The maximum distance is that contacts beyond this distance will be under 
investigation. Here we are showing an example that has resolution 40kb, 
smoothing parameter $h = 1$, and contacts with distance over 5M will not 
be considered:

```{r, eval=TRUE}
Pre_HiC <- prep(HiCR1, HiCR2, 1000000, 1, 5000000)
head(Pre_HiC)
```
The first two columns of the output are the mid-point coordinates of two 
contact bins, and the last two are the smoothed (or not if $h = 0$) values
of the two replicates.

## Select the optimal smoothing parameter

A natrual question is how to select the smoothing parameter $h$.To select
$h$ objectively, we develop a heuristic procedure to search for the optimal
smoothing parameter.  Our procedure is designed based on the observation 
that the correlation between contact maps of replicate samples first 
increases with the level of smoothness and plateaus when sufficient 
smoothness is reached. To proceed, we use a pair of reasonably deeply 
sequenced interaction map as the training data. We randomly partition 
the data into ten fractions 10% of the data, then compute SCC for the 
sampled dataeach fraction at a series of smoothing parameters in the 
ascending order, then choose the smallest h at which the increment of the
average reproducibility  score is less than 0.01. This procedure is 
repeated ten times, and the mode among the ten h’s is picked.

```{r, eval=TRUE}
h_hat <- htrain(HiCR1, HiCR2, 1000000, 5000000, 0:2)

h_hat
```

![Figure3. Select the optimal smoothing parameter $h$]
(https://raw.githubusercontent.com/MonkeyLB/hicrep/master/vignettes/Smoothing_parameter.JPG)

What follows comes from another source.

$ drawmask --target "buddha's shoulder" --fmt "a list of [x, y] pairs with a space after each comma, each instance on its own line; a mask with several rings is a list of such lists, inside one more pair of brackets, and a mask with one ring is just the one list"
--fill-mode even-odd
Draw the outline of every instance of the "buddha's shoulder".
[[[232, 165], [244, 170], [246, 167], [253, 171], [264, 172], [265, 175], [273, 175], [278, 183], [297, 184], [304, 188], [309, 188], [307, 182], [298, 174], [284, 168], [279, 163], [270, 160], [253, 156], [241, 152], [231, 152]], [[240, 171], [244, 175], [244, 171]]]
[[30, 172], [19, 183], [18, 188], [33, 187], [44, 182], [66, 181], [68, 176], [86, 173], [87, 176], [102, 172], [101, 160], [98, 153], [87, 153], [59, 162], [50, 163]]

The above graph shows the change of SCC as the $h$ increases from 0 to 10.
The parameter $h=5$ is selected as the optimal smoothing neighborhood size.

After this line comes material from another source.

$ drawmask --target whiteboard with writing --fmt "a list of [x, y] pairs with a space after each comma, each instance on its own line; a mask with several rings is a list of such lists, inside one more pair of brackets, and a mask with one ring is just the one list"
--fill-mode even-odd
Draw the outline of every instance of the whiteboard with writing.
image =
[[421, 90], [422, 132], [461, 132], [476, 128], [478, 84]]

The smoothing parameter selection could be confounded by the sequencing 
depth. Insufficient sequencing depth data might lead to inflated smoothing 
neighborhood size. We suggest to use sufficient sequenced Hi-C data to 
train the smoothing parameter given the resolution (i.e., > 300 million 
total nubmer of reads for whole chromosome). To compare SCC between pairs
of replicates that has the same resolution, one shall use the same 
smoothing parameter.

## Equalize the total number of reads

In previous section, we mention that sequencing depth could be a confounding
effect. If the total numbers of reads are very different between the two 
replicates, it's suggested that one should down-sample the higher sequencing 
depth to make it equal the lower one. The best way to do it is to use the bam
files to do the sub-sampling. In case you only have the matrix file available,
we made a function to do down-sampling from matrix files.

```{r}
#check total number of reads before adjustment
sum(HiCR1[,-c(1:3)])

DS_HiCR1 <- depth.adj(HiCR1, 200000, 1000000, out = 0) 

#check total number of reads after adjustment
sum(DS_HiCR1[,-c(1:3)])

```
When out = 0, the function will return matrix in the original format. When
it equals 1, the vectorized format will be outputed.

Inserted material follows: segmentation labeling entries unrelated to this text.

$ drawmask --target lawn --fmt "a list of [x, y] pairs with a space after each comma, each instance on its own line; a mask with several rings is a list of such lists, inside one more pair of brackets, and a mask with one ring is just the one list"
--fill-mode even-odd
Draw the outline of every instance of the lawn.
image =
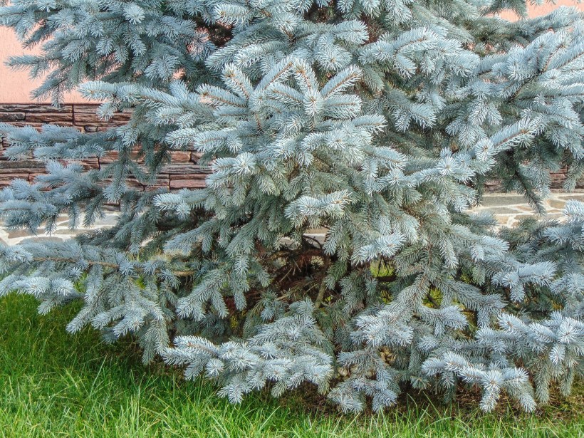
[[533, 414], [504, 402], [484, 414], [468, 400], [442, 405], [420, 394], [384, 414], [342, 415], [308, 387], [234, 406], [209, 382], [142, 365], [129, 341], [67, 334], [75, 309], [39, 316], [36, 308], [28, 296], [0, 299], [1, 437], [584, 437], [581, 382]]

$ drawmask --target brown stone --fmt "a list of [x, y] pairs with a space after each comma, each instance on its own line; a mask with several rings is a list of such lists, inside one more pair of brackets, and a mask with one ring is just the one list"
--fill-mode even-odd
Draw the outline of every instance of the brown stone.
[[187, 164], [171, 163], [166, 165], [161, 170], [161, 173], [170, 174], [200, 174], [202, 177], [204, 177], [204, 174], [210, 172], [210, 170], [208, 168], [202, 167], [191, 162]]
[[81, 164], [88, 169], [99, 169], [100, 163], [97, 158], [87, 158], [80, 161]]
[[13, 173], [9, 174], [0, 173], [0, 187], [5, 187], [6, 186], [9, 186], [10, 183], [14, 179], [28, 180], [28, 173]]
[[66, 113], [41, 113], [26, 114], [26, 120], [31, 123], [70, 123], [73, 125], [73, 114]]
[[0, 175], [15, 175], [19, 174], [28, 174], [31, 172], [38, 172], [39, 170], [41, 170], [41, 169], [32, 167], [22, 167], [19, 169], [0, 169]]
[[204, 179], [171, 179], [170, 189], [202, 189], [205, 187]]
[[172, 162], [188, 162], [191, 160], [191, 152], [172, 151], [170, 152], [170, 160]]
[[38, 160], [0, 160], [0, 174], [4, 173], [6, 169], [44, 169], [45, 164]]
[[0, 122], [18, 122], [24, 120], [24, 113], [0, 113]]

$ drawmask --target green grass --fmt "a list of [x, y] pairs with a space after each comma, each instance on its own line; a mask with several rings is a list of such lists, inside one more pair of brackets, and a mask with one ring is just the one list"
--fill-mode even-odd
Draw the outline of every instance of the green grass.
[[403, 396], [383, 414], [341, 415], [310, 387], [239, 406], [179, 370], [145, 366], [130, 342], [64, 330], [75, 309], [36, 314], [30, 297], [0, 300], [1, 437], [583, 437], [584, 385], [526, 414], [503, 403], [484, 414], [468, 401]]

## Calculate Stratum-adjusted Correlation Coefficient (SCC)

After the raw matrices are pre-processed, we are ready to calculate the SCC
and its variance. The input file is just the output dataset (i.e., 
vectorized, smoothed, zero-in-both filtered) from the function `prep`. 
We also need to specify the resolution of the matrix, and the maximum
contacting distance considered.

```{r, eval=TRUE}
SCC.out = get.scc(Pre_HiC, 1000000, 5000000)

#SCC score
SCC.out[[3]]

#Standard deviation of SCC
SCC.out[[4]]
sessionInfo()
```

The output is a list of results including stratum specific Pearson 
correlations, weight coefficient, SCC and the asymptotic standard 
deviation of SCC. The last two numbers are the ones we needed in most
of the situations. 

## Computation efficiency

The computation speed is determined by the size of the chromosome. For
the chromosome 22 data, `htrain` needs approximately 15 minutes, and the
`get.scc` takes about 1~2 minutes. For chromosome 1, `get.scc` takes 
about 90 minutes. the The estimation is based on Intel i7-3250M core.